This report presents the assessments of Michigan’s local government leaders regarding the next recession, including its expected timing and impacts, and whether their jurisdictions have taken action to prepare for it. These findings are based on statewide surveys of local government leaders in the Spring 2019 wave of the Michigan Public Policy Survey (MPPS).
- A majority of local leaders statewide (57%) are concerned about the potential impact of the next recession on their jurisdictions’ ability to deliver public services and maintain government operations.
- More than three-quarters of officials from larger communities (with more than 10,000 residents) are concerned about the potential impacts on service provision.
- Although many local officials are concerned about the next recession, there is little immediate sense of urgency.
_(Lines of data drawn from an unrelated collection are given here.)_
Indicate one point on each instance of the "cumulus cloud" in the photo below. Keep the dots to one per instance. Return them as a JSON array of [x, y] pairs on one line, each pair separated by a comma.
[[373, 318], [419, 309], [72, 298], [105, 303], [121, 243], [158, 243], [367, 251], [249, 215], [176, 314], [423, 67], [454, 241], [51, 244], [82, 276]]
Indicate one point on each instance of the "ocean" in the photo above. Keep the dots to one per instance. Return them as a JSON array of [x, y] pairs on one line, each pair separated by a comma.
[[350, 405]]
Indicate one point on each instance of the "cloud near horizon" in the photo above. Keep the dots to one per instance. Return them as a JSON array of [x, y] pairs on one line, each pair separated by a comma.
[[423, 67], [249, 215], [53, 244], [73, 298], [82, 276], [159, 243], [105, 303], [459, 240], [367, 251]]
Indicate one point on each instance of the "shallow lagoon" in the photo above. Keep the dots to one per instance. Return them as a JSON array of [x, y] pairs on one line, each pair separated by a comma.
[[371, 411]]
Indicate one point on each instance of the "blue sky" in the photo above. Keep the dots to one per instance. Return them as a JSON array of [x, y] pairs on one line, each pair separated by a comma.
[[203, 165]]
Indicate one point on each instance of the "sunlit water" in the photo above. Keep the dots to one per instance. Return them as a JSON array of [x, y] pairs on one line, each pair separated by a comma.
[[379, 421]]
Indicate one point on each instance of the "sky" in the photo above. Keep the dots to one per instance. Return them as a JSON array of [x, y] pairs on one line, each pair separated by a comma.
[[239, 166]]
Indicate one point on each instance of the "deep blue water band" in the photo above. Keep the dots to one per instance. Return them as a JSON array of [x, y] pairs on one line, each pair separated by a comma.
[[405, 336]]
Overall, 39% of local leaders don’t know when to expect the next recession will start (when asked in spring 2019), while 57% believe it is more than a year away, including 31% who say it is more than two years away. Meanwhile, just 3% think it will likely start within the next 12 months.
- Only 13% of local leaders believe their jurisdictions are very prepared for the next recession, although another 57% say they are at least somewhat prepared. Meanwhile, 20% report being either somewhat unprepared (16%) or very unprepared (4%) to deal with the next economic recession.
- Local officials who say their jurisdictions are unprepared for the next recession are most likely to be from mid-sized jurisdictions and those in the Upper Peninsula, Southeast, and East Central regions. In addition, county officials are more likely than city, village, or township officials to say their jurisdictions are unprepared.
- Finally, just a quarter (26%) of local officials report their governments have taken specific actions to prepare for the next economic recession, although this includes over half (55%) of the state’s largest jurisdictions (those with more than 30,000 residents).